Ayağım davul gibi şişti, adam gibi ayakkabı giyemedim, bütün dizlerim mosmor oldu, kolumu da sardık falan ben böyle savaş gazisi gibi gezdim sonra, geri kalan günlerimizde de bir yudum bile alkol ağzıma almadım tabi.

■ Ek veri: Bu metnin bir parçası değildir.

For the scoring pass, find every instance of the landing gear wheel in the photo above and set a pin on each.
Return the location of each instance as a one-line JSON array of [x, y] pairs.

Mahkemeye verecektim aslında Bodrumdaki Bayılma Vol. 2'den sonra, kağıtta da şiddetli geçimsizlik ve fiziksel şiddet diyecektim tek celsede boşanırdık alkolle ben ama yapamadım, cesaret edemedim, ona ihtiyacım olursa bir gün yanıma gelmez diye korktum. Şimdi iki üç ayda bir görüşüyoruz, bazen ayda bir iki gibi şaşırtıcı bir rakamla bile karşılaşıyoruz. Ben sipariş ediyorum ay pardon arıyorum işte, o geliyor, gece aniden bitiveriyor ve sabah yerlerde süründürüyor. Her acı veren, beni üzen şey gibi ondan da vazgeçemiyorum, gelmiş geçmiş bütün sevgililerimden farklı değil kendisi..
Bu yazımı da küçükken söylemeyi en çok sevdiğim çocuk şarkısını değiştirerek kapatıyorum.
Küçük Alkol Küçük Alkol Yine Gel Yine Gel
Not: Şarkının orijinal halini de hemen kopyalıyorum, sanırım hala sarhoşum ve abuk subuk şeylerle uğraşıyorum.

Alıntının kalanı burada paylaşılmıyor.